Всплеск! … Огненная дверь в воздухе захлопнулась, но за ней – я все еще вижу… снопы света, и блеск хрустальных граней, и купол, сомкнувшийся над головой, сияет так, что ломит глаза, и голос кричит:

– Рикасен гарим веркен-са эви тиннит Астарени!

Это кричу я. Кричу и больше ничего не вижу, кроме красно-белых пятен, бегущих перед глазами, сливаясь в причудливую надпись. Красную и белую. Словно мой перстень. Словно камни на фасаде замка Тальви. Словно… Именно это было написано на медальоне здания на площади Розы. «Рикасен гарим веркен-са эви тиннит Астарени». Но я по – прежнему не знала, что это значит.

Очнулась я, еще слыша собственный вопль. Я лежала на полу, Тальви, опустившись рядом со мной на колени, придерживал меня за плечи. Оттого, что четкость зрения вернулась очень резко, глазам было больно. И слабость уходила медленно.

«При падучей главное – язык не проглотить», – тупо подумалось мне.

Но я не страдала падучей.

– Ты в себе? – спросил Тальви.

Я кивнула без особой уверенности.

Он приподнял меня и усадил в кресло. После мгновенного размышления развернул кресло спинкой к столу. Поднял валявшуюся на ковре «Хронику… « и поставил на полку. Отошел. Слышно было, как он убирает то, что лежало на столе, в ларец. Я рискнула выглянуть изза спинки и увидела, что он делает это закрыв глаза – четкими, отработанными движениями. Я выпрямилась в кресле, уперлась в подлокотники, пытаясь встать. Это не слишком получалось. Тогда я перевела взгляд на полку с проклятой рукописью. По крайней мере, голос у меня наконец прорезался.

– Это все… – я не очень понимала, какой смысл вкладываю в слово «все», – связано с «Хроникой… «?

Тальви отпер дверцу секретера и поставил ларец внутрь.

– Отчасти, – сказал он.

Почему-то мне показалось, что припадок продолжался считанные мгновения, как тогда, на площади. Но, поглядев на свечи, я поняла, что прошло не меньше получаса. Может, даже больше. И я разозлилась. Чтобы я да настолько раскисла, чтоб кашей по полу расползаться и пластаться так неизвестно сколько времени? А меня, может, еще и по щекам хлопали, и водичкой прыскали, а я не чувствовала? Хотя водичкой – вряд ли, лицо и одежда сухие. Все равно не дождешься, чтоб я помощи просила, встану сама…

И встала. Правда, с первого захода мне удалось добраться только до стола – слава Богу, он был теперь пустой. Я оперлась об его край, чувствуя, как Тальви наблюдает за мной.

И тогда, на площади, он наблюдал.

С удовольствием? С издевкой? Или мне мерещится и ему, как всегда, все безразлично?

Он подошел к своему креслу, вновь вернул его в обычное положение и сел, глядя мне в лицо.

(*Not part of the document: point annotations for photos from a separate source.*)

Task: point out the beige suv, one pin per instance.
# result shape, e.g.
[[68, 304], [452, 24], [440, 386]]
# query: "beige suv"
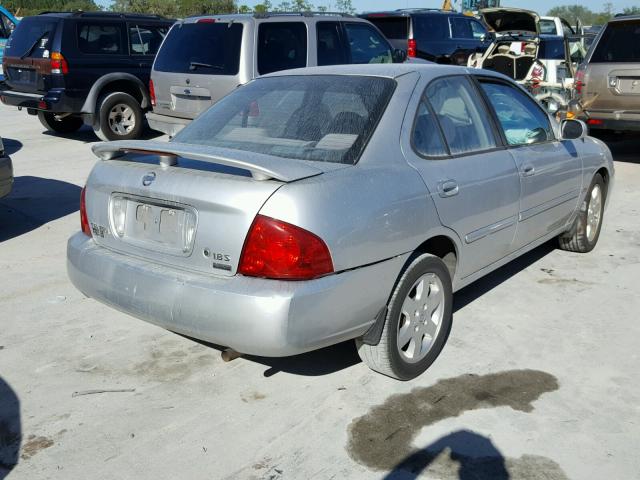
[[608, 82]]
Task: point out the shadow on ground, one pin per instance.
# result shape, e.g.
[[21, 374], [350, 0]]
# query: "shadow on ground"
[[10, 428], [36, 201], [11, 146]]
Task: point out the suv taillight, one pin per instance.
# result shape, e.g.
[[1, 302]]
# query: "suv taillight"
[[412, 48], [578, 82], [59, 64], [152, 93], [84, 220], [278, 250]]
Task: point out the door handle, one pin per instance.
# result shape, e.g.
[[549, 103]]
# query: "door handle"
[[528, 170], [448, 188]]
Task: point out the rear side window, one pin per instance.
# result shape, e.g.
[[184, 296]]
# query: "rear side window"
[[522, 120], [465, 123], [204, 48], [394, 28], [367, 45], [145, 40], [327, 118], [331, 50], [430, 27], [281, 46], [32, 37], [460, 28], [100, 39], [620, 42]]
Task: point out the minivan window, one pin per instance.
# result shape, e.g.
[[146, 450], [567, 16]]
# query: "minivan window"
[[620, 42], [464, 121], [206, 48], [31, 37], [522, 120], [326, 118], [367, 45], [281, 46], [145, 40], [331, 50], [100, 39]]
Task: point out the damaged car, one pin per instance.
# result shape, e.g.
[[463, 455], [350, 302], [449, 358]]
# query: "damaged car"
[[543, 64]]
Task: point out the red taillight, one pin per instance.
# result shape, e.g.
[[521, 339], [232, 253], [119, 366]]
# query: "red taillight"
[[84, 221], [278, 250], [59, 64], [412, 48], [152, 93]]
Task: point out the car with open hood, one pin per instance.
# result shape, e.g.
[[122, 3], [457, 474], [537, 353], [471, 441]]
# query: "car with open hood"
[[319, 205], [544, 64]]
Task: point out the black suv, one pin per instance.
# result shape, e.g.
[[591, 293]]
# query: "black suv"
[[436, 35], [75, 68]]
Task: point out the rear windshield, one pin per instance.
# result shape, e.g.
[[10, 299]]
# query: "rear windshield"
[[552, 49], [32, 37], [326, 118], [208, 48], [620, 42], [394, 28]]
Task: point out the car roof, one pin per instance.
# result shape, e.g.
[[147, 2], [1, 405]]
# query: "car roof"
[[387, 70]]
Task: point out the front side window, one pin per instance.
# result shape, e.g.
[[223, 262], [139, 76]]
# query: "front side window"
[[521, 118], [367, 45], [464, 121], [145, 40], [100, 39], [460, 28], [326, 118], [281, 46], [330, 48]]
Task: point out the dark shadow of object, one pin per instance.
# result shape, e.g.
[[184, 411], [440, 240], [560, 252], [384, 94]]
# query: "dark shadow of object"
[[10, 429], [472, 455], [312, 364], [35, 201], [468, 294], [11, 146]]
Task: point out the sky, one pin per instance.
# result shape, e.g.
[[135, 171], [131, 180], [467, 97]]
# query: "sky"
[[541, 6]]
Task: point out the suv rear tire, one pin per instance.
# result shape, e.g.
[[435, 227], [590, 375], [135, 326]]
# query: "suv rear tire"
[[119, 117], [68, 124]]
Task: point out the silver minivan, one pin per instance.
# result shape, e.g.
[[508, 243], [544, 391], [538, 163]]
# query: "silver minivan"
[[204, 58]]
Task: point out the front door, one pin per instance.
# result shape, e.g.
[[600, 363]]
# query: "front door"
[[549, 169], [473, 183]]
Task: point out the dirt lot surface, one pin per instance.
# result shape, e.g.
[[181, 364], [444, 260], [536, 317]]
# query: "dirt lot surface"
[[539, 380]]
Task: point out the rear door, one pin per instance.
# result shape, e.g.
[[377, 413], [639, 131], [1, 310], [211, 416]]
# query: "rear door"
[[612, 77], [549, 169], [473, 182]]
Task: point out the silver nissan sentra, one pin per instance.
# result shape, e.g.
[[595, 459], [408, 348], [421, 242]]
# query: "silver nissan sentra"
[[319, 205]]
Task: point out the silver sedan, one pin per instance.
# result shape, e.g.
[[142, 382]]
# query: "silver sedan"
[[320, 205]]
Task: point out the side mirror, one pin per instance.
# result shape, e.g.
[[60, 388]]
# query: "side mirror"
[[573, 129], [399, 55]]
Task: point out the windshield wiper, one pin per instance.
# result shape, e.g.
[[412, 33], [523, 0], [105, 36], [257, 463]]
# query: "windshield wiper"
[[195, 65], [33, 45]]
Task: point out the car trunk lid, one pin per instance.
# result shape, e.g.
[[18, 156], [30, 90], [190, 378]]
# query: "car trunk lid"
[[183, 205]]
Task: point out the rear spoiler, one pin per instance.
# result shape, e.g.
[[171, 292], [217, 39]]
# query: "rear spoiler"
[[261, 167]]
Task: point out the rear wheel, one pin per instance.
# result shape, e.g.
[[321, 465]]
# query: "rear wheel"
[[418, 321], [585, 231], [68, 124], [119, 117]]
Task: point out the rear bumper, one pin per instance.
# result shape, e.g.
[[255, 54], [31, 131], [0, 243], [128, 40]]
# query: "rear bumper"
[[251, 315], [6, 176], [166, 124], [612, 120], [55, 100]]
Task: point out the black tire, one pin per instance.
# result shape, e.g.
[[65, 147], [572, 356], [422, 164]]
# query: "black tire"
[[68, 124], [118, 117], [387, 356], [580, 238]]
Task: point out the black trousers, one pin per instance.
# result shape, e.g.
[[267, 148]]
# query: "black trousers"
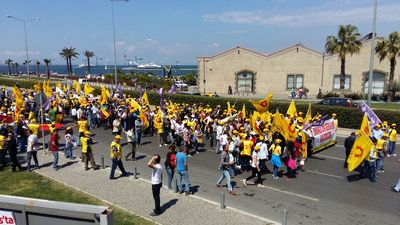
[[156, 195]]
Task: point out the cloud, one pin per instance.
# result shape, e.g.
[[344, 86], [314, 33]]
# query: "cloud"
[[308, 17], [21, 53]]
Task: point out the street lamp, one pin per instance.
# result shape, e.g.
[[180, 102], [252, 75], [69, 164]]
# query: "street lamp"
[[371, 62], [26, 40], [115, 50]]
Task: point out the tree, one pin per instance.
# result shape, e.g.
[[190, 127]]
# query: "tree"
[[389, 48], [88, 55], [8, 62], [47, 62], [17, 67], [37, 68], [68, 54], [347, 41]]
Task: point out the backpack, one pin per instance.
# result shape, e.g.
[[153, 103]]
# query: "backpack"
[[172, 158]]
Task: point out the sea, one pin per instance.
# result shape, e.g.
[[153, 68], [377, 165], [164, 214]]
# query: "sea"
[[176, 70]]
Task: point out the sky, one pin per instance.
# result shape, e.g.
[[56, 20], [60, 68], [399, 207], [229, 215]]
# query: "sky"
[[178, 31]]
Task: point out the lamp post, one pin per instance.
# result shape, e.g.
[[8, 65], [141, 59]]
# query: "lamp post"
[[26, 40], [115, 50], [371, 62]]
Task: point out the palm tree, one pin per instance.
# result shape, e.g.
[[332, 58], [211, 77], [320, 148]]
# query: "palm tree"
[[68, 54], [17, 67], [47, 62], [88, 55], [13, 68], [389, 48], [347, 41], [8, 62], [37, 68]]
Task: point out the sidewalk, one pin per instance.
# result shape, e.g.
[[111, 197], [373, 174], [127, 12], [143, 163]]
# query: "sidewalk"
[[135, 196]]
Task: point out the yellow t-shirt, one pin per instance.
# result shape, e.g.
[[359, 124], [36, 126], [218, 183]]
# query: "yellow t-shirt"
[[247, 144], [277, 150], [379, 145], [84, 143], [393, 135], [118, 153], [34, 128], [82, 125]]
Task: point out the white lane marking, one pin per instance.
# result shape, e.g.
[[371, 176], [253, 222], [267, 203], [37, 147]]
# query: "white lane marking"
[[324, 174], [218, 204], [292, 193], [331, 157]]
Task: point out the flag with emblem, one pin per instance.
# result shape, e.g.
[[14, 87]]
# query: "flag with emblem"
[[365, 126], [361, 148], [262, 105]]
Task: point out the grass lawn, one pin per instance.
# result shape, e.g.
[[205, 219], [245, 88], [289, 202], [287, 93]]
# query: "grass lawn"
[[33, 185]]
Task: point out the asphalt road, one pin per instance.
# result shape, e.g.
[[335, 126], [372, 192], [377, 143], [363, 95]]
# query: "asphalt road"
[[324, 193]]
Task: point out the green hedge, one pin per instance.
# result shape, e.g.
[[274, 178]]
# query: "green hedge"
[[348, 117]]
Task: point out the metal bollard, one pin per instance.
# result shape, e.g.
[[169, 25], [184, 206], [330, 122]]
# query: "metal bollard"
[[284, 219], [222, 200], [135, 173], [102, 162], [176, 186]]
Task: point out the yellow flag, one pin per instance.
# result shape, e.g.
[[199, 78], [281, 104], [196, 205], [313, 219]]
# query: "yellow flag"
[[365, 126], [145, 99], [37, 87], [281, 126], [105, 113], [229, 111], [292, 109], [262, 105], [244, 112], [303, 145], [87, 89], [104, 95], [134, 105], [308, 118], [361, 149], [145, 121]]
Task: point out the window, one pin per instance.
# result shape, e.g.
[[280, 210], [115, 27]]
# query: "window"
[[336, 82], [295, 81], [245, 82]]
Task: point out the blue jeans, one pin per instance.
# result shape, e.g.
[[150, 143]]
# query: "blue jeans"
[[138, 136], [379, 164], [372, 171], [170, 173], [391, 147], [185, 176], [117, 162], [68, 151], [29, 158], [22, 144], [225, 174], [55, 162]]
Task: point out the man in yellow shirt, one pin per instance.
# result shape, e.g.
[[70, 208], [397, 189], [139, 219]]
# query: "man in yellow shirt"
[[87, 153], [392, 140], [3, 151], [116, 155]]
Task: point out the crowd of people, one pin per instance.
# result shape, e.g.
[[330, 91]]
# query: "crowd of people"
[[246, 143]]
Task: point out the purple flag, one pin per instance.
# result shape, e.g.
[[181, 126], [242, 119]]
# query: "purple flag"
[[47, 104], [173, 89], [160, 92], [372, 117], [320, 122]]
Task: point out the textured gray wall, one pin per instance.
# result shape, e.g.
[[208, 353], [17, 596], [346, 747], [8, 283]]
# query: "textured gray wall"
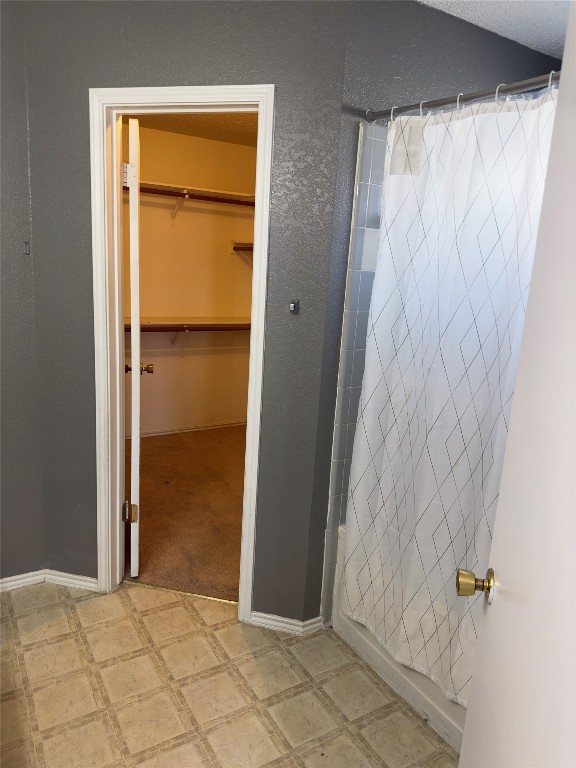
[[397, 53], [301, 47], [21, 497], [74, 46]]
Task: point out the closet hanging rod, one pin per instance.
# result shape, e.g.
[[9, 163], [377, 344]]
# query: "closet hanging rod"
[[523, 86], [194, 195]]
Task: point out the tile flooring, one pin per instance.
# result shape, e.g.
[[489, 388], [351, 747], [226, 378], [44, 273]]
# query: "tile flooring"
[[149, 678]]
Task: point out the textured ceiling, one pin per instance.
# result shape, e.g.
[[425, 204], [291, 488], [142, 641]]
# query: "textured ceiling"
[[233, 127], [538, 24]]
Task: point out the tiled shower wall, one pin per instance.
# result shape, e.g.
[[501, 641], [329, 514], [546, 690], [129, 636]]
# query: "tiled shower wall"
[[364, 235]]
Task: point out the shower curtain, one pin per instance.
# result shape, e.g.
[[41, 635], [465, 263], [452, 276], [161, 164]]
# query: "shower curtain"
[[462, 198]]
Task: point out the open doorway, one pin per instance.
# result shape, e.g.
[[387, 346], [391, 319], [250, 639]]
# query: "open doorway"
[[196, 200], [108, 106]]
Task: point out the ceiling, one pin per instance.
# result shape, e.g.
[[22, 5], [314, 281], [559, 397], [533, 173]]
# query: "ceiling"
[[537, 24], [233, 127]]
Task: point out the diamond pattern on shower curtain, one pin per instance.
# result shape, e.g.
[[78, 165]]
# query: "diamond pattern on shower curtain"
[[456, 248]]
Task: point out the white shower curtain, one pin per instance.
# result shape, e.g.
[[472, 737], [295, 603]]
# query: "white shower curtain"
[[462, 198]]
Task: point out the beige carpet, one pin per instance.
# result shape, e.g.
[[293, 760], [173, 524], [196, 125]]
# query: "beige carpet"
[[191, 486]]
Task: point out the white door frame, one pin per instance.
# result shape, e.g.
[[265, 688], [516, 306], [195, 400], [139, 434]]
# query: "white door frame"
[[107, 105]]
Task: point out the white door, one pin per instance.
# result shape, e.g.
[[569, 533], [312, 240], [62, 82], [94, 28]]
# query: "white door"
[[133, 183], [522, 710]]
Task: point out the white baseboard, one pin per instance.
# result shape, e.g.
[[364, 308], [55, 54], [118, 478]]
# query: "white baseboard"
[[444, 716], [54, 577], [282, 624]]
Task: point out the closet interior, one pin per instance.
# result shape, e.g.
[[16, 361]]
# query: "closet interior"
[[196, 228]]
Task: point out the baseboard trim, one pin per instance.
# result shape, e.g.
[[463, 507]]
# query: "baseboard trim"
[[282, 624], [53, 577], [444, 716]]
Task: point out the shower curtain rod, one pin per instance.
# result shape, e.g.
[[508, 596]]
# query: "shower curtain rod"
[[523, 86]]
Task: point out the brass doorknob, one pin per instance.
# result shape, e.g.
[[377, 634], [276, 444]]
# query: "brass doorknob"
[[143, 368], [467, 584]]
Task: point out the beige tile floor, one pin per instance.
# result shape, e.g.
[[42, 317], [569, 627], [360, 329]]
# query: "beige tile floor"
[[149, 678]]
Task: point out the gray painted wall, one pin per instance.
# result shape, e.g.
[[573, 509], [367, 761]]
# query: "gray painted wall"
[[314, 53], [21, 489], [397, 53]]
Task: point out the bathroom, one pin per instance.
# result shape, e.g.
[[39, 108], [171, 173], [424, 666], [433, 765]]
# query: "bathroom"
[[329, 63]]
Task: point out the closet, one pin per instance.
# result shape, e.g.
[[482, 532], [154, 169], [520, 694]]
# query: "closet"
[[196, 223]]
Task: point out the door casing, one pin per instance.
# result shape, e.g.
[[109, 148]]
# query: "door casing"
[[107, 106]]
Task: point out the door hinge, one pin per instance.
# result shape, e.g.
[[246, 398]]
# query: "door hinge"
[[129, 512], [129, 175]]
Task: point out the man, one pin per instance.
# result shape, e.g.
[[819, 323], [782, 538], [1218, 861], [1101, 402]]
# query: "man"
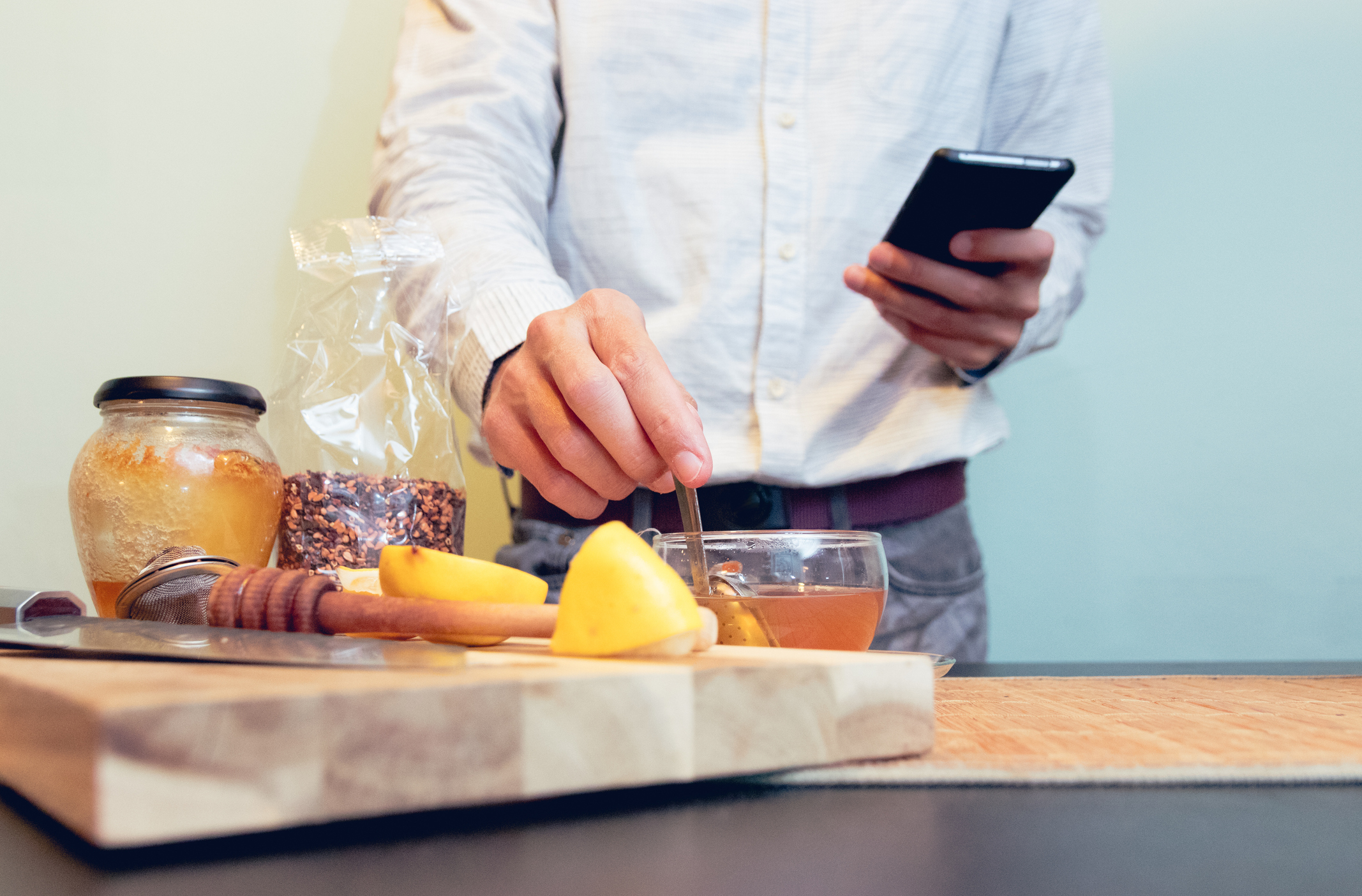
[[650, 200]]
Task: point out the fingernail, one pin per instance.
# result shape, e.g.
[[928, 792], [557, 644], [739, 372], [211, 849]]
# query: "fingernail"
[[687, 466]]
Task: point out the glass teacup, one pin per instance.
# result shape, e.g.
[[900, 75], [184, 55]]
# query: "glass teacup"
[[789, 587]]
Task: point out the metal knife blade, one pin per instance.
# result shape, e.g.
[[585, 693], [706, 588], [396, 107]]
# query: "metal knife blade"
[[86, 635]]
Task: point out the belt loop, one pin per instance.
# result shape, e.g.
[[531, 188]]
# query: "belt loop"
[[642, 510], [838, 507]]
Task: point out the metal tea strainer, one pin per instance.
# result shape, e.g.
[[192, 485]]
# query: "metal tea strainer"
[[174, 587]]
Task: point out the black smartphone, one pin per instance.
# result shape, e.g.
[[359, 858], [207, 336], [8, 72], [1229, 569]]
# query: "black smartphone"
[[969, 191]]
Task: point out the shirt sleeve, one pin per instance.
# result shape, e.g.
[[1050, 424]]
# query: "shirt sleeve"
[[466, 144], [1051, 96]]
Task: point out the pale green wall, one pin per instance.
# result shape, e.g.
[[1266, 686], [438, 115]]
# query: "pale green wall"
[[1178, 484], [1183, 477]]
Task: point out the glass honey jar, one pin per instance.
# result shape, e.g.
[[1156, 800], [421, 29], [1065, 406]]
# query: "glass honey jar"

– Много ли ты вспомнила? – спросил он.

Вспомнила? Да, конечно, первое видение было воспоминанием из раннего детства. Но остальные, все более дикие по мере удаления – разве их можно назвать воспоминаниями? А если это и воспоминания, то не мои.

Не мои.

И еще…

– Откуда ты знаешь, что я вообще что-то вспоминала? Я что, кричала?

Последний вопрос Тальви оставил без внимания.

– Со мной было то же самое. Почти то же. На пол я не падал. И сознания не терял.

– Подожди, – я отцепилась от стола, – ты намекаешь… мы что, с тобой в родстве?

– В некотором роде. – Он вдруг усмехнулся, словно понял, будто произнес нечто чрезвычайно остроумное. И, смеясь, повторил: – В некотором роде!

И я впервые за много лет, может быть впервые с детства, испугалась.

У дверей меня поджидала, взамен Ренхида, госпожа Риллент. Как и зачем она оказалась здесь, я не понимала. Я вообще плохо что понимала. Меня все еще шатало, и я безропотно позволила взять себя за локоть и повести по коридору. В моем затуманенном мозгу находилось место только для двух мыслей. Первое и главное. Чудес не бывает. И второе. Я не страдаю припадками! Точнее, не страдала. Ни припадками, ни кошмарами. До встречи с Тальви.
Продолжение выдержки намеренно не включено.